I was interested in working with film and projection in my new show and how the use of film could combine with sound and language to create an intimate and revealing portrait of three women’s shared experiences. The work continues my interest in female subjectivity and explores the meaning and significance of female inheritance through generations. between children, mothers and grandmothers.
How would you describe what Melanie Wilson makes?
I try to make work that moves an audience deeply and makes it think but tries to do this with delicacy and wit. I make worlds in which an audience can become immersed in and be transported by and try to do this with closely woven strands of sound, language and live performance. It is a very pure and direct sort of theatre and leaves the audience room enough to think for themselves without ever loosing the connection between them and the subject matter.
How did you get into making this kind of work?
I have a great passion for the theatre as a listening, thinking space and I use poetic text and sound to do this. I have always been interested in music and wrote and read a great deal when I was small and growing up. These early interests were brought into focus at Central School of Speech and Drama, where I did the MA in Advanced Theatre Practise and in the years after were forged into the particular artistic practise I have through key collaborations with other artists.
What is Landscape II about?
It is about the power of solitude on women’s identity. It is about the connections that exists or are prevented between women by their experiences in the world. It is about how Landscape shapes our place in the world for good and bad. It is about freedom, resilience and bravery.
Why is the show called Landscape II?
Firstly, because the two main characters are situated in the same landscape, a century apart. Secondly, because photography and portraiture and the attendant themes of looking and being looked at are a key feature of the form of the performance.
How did you become interested in the stories of these three women and across generations?
The story of it was something that came to me whilst spending time in the location of North Devon. I was prompted to include the experience of the thitd character, an Afghan woman, by news events at the time I was writing the piece.
What research did you undertake, if any?
I researched war photography and photographers on the internet and read widely around the political subject matter.
Does Landscape II draw on real life experiences?
It draws upon the real experiences of women in Afghanistan, but these have also been fictionalized to an extent.
If you had to describe the show in a sentence what would that be?
A highly crafted and moving poem of celebration to the complexity, resilience and intelligence of women.

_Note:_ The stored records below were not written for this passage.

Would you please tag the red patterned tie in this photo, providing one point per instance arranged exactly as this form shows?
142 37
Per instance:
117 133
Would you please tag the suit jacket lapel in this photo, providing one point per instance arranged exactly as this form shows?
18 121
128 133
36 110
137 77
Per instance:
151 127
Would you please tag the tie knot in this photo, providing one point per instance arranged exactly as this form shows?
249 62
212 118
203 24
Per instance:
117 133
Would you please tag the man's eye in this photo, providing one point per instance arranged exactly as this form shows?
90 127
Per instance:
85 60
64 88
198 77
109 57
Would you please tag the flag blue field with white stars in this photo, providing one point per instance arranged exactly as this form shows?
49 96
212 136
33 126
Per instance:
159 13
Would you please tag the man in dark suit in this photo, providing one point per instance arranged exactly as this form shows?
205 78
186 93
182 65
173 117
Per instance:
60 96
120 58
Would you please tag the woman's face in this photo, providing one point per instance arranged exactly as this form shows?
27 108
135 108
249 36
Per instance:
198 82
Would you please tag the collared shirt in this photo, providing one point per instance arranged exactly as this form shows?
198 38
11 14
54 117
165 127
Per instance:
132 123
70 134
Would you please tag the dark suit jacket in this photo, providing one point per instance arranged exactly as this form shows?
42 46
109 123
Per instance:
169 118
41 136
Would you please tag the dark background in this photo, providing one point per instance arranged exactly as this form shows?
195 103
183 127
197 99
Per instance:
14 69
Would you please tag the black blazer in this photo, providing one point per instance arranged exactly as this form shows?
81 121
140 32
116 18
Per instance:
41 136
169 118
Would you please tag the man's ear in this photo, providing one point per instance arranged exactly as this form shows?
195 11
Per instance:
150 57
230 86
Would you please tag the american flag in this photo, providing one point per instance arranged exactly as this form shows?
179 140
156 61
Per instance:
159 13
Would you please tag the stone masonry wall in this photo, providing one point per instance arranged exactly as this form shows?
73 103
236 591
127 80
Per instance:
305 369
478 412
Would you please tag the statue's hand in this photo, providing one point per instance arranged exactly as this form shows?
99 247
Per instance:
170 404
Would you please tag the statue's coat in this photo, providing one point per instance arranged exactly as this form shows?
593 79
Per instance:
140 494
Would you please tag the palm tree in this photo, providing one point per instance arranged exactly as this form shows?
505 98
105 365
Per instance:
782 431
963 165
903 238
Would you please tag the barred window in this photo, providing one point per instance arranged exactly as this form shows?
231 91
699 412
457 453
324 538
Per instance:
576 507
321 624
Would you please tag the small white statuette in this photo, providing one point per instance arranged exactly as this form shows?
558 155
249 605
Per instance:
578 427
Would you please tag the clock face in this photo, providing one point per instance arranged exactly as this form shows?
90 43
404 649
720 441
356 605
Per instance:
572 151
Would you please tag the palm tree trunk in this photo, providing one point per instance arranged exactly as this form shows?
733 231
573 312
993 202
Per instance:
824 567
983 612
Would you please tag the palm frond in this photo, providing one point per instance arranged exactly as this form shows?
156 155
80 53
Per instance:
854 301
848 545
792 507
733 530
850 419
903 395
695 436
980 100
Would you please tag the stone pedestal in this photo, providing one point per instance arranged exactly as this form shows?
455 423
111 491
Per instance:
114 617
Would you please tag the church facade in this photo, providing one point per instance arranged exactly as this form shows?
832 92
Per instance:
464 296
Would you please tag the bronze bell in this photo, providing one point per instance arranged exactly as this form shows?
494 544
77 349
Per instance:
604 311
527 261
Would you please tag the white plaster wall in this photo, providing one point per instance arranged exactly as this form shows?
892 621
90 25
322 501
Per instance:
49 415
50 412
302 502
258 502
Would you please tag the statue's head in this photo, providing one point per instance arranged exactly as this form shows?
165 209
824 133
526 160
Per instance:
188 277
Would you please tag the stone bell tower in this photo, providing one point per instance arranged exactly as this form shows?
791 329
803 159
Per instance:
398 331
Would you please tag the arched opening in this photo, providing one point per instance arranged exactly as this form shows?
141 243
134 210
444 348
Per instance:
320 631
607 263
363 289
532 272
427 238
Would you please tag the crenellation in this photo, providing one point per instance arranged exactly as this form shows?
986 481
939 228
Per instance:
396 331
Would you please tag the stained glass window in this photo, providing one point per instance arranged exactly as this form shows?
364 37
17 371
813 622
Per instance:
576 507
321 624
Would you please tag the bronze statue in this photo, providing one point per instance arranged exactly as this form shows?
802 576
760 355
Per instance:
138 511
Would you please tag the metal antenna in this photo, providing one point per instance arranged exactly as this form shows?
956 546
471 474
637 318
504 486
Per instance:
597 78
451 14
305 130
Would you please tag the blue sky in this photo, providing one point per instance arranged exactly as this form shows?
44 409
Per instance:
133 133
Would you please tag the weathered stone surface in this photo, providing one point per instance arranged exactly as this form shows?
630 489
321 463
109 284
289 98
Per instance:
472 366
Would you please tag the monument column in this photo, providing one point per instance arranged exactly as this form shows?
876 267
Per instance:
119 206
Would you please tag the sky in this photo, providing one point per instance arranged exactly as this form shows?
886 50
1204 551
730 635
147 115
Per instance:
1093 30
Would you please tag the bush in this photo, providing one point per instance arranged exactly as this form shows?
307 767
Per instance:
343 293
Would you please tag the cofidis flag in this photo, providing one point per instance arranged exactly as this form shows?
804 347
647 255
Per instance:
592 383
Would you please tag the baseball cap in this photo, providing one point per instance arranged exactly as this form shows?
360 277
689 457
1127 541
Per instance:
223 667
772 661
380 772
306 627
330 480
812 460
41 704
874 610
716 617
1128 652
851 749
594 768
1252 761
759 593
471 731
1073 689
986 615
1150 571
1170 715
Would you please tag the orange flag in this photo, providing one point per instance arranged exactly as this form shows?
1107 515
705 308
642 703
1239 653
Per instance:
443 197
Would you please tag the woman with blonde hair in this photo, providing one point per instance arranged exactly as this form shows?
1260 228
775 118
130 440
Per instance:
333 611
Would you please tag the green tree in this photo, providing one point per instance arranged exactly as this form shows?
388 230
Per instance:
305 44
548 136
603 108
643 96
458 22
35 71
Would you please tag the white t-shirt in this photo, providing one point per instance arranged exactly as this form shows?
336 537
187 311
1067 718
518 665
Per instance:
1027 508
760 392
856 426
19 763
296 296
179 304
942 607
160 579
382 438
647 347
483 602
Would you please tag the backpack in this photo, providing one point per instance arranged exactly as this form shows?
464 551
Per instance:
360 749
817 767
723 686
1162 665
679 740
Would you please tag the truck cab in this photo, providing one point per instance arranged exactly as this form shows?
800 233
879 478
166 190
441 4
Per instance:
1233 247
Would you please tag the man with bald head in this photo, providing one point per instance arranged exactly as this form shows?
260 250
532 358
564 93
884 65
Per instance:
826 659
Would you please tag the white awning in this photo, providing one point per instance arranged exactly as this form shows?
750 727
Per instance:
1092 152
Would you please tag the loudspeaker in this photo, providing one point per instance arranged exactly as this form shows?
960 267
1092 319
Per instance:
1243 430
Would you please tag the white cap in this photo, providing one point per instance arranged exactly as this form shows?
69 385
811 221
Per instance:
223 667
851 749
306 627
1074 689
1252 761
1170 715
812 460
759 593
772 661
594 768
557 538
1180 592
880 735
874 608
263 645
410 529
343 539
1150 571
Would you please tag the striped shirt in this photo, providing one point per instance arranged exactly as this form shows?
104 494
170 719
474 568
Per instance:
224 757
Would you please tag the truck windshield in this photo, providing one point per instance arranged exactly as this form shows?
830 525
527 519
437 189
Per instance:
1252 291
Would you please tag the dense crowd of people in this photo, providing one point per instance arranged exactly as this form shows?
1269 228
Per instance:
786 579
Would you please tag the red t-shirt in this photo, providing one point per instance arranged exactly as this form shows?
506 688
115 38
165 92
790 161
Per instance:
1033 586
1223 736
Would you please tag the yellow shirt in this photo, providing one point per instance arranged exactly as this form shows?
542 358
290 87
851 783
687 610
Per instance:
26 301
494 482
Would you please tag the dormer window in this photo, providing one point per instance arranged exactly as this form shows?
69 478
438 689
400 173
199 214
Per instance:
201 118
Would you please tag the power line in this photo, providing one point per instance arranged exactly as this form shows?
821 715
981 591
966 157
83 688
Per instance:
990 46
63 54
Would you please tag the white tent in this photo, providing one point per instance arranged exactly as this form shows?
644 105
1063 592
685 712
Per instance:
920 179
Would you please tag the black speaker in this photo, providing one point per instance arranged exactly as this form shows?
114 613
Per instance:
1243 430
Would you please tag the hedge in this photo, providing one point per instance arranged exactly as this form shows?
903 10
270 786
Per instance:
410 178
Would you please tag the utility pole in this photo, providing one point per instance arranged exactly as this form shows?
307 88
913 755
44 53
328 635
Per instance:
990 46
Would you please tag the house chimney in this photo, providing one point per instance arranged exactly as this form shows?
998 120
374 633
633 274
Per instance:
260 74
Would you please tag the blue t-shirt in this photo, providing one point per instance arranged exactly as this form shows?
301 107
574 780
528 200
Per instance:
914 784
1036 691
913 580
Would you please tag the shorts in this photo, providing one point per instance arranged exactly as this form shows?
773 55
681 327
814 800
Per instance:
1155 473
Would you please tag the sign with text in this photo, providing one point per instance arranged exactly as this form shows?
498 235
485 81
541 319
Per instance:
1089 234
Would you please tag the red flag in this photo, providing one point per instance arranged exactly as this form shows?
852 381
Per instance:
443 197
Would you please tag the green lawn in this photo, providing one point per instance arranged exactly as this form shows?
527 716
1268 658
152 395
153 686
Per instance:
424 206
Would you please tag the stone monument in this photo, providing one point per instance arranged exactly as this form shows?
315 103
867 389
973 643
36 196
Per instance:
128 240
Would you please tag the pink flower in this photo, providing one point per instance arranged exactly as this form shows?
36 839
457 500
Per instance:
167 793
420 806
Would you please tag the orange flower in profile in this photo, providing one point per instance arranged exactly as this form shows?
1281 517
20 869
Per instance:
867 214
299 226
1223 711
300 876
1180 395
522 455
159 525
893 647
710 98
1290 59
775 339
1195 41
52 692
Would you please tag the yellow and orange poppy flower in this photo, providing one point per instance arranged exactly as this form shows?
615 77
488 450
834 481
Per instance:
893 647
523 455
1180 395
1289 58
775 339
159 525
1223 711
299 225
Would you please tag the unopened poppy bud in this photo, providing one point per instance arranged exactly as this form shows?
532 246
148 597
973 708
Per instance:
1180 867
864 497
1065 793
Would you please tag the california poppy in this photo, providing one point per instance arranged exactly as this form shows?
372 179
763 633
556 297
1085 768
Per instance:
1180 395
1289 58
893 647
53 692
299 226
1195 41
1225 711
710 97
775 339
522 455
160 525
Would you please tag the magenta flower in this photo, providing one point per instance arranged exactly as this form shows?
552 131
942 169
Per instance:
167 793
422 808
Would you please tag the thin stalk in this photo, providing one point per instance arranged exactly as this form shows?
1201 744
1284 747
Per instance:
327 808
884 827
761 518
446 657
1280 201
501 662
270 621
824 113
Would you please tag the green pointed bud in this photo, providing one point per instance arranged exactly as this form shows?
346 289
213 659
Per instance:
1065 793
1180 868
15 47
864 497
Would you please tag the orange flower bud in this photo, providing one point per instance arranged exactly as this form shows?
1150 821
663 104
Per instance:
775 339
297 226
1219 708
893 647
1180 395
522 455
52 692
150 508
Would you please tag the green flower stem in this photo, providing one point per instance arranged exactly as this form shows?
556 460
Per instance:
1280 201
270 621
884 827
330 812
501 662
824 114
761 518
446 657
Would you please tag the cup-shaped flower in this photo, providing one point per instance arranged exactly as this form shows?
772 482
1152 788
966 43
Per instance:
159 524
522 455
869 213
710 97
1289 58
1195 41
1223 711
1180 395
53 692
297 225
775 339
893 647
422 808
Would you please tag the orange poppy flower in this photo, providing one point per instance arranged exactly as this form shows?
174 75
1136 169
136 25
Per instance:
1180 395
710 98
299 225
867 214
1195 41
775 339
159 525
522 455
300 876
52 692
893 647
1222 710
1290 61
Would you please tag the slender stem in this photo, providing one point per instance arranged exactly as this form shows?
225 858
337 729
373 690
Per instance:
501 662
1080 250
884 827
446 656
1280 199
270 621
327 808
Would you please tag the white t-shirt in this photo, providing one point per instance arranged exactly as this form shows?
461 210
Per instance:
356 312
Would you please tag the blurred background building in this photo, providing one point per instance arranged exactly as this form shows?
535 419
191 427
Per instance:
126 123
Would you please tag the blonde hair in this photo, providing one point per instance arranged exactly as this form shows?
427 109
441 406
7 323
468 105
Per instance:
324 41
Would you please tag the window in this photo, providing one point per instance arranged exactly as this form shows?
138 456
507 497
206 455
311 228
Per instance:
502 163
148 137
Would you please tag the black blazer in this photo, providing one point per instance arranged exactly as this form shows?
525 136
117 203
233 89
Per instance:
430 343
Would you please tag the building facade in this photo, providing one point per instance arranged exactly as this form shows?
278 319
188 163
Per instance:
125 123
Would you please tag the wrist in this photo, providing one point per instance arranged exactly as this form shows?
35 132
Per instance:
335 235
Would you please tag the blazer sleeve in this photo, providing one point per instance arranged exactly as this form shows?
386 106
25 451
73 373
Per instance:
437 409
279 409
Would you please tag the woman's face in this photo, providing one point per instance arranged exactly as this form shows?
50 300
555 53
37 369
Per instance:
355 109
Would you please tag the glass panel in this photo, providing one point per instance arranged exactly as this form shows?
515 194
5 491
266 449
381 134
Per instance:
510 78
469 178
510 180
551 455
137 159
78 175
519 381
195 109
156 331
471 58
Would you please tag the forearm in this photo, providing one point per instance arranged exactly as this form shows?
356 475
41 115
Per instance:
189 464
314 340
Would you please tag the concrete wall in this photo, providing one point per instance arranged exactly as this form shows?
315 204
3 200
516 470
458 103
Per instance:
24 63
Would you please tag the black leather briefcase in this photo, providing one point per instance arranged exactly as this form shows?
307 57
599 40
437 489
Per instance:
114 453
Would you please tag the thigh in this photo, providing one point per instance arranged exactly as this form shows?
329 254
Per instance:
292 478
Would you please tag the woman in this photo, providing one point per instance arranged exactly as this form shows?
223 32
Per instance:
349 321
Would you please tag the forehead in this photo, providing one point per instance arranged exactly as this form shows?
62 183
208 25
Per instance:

One of the women who features in Landscape II is from Afghanistan. What drew you to this character and this country in particular?
News events that occurred around the time of writing. I began to think about the responsibility that I had as a woman and an artist to think about other women’s experiences and consider them. Even if that meant accepting that these might always be irreconciable and mysterious differences.
There is much work that doesn’t conform to theatre, dance or performance structures. Do you think this haziness alienates audiences?
Work that incorporates multiple art forms should not be labelled hazy. Opera for example is a meeting of music, theatre and dance and no one is in any doubt as to what that constitutes. Audiences should be given the chance to discover truly for themselves whether there is something for them to connect with in new work. Taste is the right of all audiences to discover for themselves.
THE PERFORMANCE TAKES PLACE AT EXETER PHOENIX ON TUE 8 OCT.